Analysis of Git Repository Size Anomalies
In practical development scenarios, abnormal growth of Git repository size is a common issue. Developers often encounter situations where the current working directory contains minimal files, yet the entire .git directory remains disproportionately large. This phenomenon typically results from historical commits containing large files (such as images, videos, binary documents), whose records persist in Git's object database even after subsequent deletions.
Understanding Git Object Storage Mechanism
Git employs a content-addressable file system to store project history. Each file (blob), directory tree (tree), and commit is stored as an object identified by SHA-1 hash values. Once files are committed, their objects remain in Git's database even after deletion in later commits, unless garbage collection is performed.

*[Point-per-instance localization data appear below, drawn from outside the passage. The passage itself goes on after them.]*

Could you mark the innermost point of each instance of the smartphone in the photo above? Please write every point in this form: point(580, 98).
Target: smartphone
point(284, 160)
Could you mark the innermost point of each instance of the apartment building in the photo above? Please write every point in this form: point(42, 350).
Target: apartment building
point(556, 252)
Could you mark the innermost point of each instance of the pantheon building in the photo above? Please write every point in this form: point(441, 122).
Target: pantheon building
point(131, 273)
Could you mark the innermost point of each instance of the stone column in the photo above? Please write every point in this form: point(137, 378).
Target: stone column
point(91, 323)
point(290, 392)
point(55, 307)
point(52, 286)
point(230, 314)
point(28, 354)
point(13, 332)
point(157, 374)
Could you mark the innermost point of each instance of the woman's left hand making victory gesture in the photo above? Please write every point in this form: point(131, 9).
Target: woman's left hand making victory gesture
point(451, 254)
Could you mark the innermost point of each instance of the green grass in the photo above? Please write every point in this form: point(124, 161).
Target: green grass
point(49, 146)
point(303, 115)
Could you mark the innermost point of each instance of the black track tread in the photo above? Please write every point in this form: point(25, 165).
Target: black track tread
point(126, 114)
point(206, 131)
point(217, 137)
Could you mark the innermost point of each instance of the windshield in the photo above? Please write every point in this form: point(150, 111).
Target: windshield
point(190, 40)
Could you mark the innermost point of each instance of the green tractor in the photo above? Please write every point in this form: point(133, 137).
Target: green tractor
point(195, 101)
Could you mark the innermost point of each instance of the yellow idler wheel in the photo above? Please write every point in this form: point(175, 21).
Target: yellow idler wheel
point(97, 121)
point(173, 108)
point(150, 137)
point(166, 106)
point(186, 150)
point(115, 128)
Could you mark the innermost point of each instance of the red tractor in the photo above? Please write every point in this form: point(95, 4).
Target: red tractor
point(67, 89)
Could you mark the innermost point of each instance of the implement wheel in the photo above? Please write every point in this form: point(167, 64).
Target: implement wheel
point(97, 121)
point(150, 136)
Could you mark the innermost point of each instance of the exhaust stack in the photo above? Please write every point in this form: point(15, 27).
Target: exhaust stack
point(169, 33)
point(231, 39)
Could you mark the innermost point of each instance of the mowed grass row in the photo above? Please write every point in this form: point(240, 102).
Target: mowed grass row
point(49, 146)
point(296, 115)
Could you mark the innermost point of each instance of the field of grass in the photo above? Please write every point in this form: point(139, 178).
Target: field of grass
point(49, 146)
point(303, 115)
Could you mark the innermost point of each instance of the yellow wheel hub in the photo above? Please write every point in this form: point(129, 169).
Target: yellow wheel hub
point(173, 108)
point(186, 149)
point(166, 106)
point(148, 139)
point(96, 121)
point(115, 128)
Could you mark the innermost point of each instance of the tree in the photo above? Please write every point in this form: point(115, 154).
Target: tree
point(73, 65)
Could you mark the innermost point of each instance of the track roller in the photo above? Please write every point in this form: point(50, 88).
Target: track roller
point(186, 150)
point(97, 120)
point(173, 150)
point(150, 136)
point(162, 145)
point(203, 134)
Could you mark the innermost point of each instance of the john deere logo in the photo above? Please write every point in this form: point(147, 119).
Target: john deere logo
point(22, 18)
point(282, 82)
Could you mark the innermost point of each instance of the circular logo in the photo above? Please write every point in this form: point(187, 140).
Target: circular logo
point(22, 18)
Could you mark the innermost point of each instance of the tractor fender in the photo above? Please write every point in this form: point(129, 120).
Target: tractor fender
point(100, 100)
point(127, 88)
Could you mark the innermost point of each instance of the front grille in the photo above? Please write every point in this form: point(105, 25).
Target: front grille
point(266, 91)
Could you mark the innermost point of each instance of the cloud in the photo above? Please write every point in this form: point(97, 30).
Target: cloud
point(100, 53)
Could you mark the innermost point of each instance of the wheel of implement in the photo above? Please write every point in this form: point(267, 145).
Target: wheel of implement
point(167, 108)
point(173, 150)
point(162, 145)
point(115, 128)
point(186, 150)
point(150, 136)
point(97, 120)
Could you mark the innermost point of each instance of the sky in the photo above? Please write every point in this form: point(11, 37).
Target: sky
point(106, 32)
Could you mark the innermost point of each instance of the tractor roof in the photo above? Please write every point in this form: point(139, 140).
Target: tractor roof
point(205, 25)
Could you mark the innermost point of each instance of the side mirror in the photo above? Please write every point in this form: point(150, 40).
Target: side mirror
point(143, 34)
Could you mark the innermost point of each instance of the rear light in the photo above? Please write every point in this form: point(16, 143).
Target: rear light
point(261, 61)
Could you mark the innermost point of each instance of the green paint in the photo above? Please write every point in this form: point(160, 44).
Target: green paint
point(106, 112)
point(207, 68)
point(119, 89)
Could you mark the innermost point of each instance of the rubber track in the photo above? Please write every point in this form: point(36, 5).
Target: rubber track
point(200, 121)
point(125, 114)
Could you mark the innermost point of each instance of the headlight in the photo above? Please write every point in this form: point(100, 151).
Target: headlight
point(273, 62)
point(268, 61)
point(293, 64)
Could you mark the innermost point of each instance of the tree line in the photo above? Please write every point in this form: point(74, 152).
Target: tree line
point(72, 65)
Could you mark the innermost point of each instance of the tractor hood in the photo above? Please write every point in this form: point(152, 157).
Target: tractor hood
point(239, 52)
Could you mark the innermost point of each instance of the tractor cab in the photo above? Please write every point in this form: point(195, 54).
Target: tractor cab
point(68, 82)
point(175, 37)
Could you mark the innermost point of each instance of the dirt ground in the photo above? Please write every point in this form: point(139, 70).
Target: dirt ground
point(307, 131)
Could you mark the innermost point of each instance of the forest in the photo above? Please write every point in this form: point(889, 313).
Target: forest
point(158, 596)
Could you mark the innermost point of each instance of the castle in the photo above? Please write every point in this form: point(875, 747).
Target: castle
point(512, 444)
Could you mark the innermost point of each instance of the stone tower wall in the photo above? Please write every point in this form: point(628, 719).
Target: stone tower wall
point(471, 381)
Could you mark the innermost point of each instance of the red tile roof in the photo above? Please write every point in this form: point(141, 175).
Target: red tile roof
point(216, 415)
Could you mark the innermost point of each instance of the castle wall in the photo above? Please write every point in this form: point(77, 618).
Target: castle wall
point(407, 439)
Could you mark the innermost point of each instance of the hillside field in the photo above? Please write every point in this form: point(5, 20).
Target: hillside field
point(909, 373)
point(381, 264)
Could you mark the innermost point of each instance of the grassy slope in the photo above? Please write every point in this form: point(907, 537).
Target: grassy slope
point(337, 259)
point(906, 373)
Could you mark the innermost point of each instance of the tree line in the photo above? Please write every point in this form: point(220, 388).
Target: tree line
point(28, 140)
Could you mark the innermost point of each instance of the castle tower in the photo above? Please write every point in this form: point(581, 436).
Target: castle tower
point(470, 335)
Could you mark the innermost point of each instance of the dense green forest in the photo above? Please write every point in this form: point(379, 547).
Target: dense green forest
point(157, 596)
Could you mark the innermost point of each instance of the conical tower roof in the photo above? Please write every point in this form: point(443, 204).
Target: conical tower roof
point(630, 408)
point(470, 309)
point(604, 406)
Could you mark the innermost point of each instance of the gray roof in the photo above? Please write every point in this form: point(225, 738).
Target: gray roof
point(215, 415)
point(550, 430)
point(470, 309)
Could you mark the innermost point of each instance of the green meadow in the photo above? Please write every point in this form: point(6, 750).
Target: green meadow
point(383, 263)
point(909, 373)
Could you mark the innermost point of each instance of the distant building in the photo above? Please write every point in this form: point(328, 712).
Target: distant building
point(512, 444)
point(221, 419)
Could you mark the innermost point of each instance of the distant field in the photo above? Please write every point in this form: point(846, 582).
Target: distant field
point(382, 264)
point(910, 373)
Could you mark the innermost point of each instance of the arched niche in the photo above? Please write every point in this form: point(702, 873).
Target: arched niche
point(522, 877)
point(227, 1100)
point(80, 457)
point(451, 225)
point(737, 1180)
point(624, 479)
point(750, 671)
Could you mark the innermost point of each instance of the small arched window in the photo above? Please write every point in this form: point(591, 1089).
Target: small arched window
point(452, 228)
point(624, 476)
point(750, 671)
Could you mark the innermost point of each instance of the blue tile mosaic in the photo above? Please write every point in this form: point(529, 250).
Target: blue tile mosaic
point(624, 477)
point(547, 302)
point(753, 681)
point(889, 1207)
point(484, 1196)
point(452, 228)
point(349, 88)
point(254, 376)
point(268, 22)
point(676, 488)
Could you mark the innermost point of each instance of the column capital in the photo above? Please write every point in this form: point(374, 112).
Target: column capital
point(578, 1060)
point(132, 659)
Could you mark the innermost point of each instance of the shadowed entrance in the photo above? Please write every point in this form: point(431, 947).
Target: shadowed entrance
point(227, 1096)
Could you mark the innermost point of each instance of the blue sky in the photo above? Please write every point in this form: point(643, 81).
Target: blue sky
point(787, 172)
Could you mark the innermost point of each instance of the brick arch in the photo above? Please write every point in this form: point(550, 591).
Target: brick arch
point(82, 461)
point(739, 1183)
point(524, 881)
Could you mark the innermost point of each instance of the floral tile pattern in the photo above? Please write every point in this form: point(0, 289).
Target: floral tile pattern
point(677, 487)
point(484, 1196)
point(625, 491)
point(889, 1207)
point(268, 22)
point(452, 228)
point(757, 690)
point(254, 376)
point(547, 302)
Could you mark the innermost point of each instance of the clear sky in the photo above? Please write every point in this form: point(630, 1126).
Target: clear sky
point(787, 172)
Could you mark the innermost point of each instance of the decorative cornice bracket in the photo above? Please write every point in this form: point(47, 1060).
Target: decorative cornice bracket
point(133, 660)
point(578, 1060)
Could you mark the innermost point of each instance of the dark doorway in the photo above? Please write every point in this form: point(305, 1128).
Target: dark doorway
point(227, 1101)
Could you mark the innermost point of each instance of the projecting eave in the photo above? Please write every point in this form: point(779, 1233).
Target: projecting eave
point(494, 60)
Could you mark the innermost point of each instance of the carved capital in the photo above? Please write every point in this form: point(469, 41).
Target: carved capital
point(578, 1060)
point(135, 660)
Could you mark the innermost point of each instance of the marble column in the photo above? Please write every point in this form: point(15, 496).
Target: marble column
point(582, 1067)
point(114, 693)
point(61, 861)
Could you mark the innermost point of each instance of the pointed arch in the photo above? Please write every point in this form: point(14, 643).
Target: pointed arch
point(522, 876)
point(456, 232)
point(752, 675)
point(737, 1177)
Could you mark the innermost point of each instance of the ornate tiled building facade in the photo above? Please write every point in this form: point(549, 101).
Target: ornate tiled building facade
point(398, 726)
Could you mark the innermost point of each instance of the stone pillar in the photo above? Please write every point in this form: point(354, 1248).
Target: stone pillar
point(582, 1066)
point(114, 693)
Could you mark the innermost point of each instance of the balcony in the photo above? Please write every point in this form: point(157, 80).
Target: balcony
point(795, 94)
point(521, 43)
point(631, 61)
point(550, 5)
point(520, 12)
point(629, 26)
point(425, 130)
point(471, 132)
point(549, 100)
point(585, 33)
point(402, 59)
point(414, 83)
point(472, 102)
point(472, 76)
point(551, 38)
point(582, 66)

Core Detection Script Implementation
The following script, based on git verify-pack command, efficiently identifies the largest objects in the repository:
#!/bin/bash
#set -x
# Shows the largest objects in your repo's pack file
# Written for macOS
#
# @see https://stubbisms.wordpress.com/2009/07/10/git-script-to-show-largest-pack-objects-and-trim-your-waist-line/
# @author Antony Stubbs
# Set internal field separator to line break for easy iteration over verify-pack output
IFS=$'\n';
# List all objects including their size, sort by size, take top 10
objects=`git verify-pack -v .git/objects/pack/pack-*.idx | grep -v chain | sort -k3nr | head`
echo "All sizes are in kB's. The pack column is the size of the object, compressed, inside the pack file."
output="size,pack,SHA,location"
allObjects=`git rev-list --all --objects`
for y in $objects
do
# Extract the size in bytes
size=$((`echo $y | cut -f 5 -d ' '`/1024))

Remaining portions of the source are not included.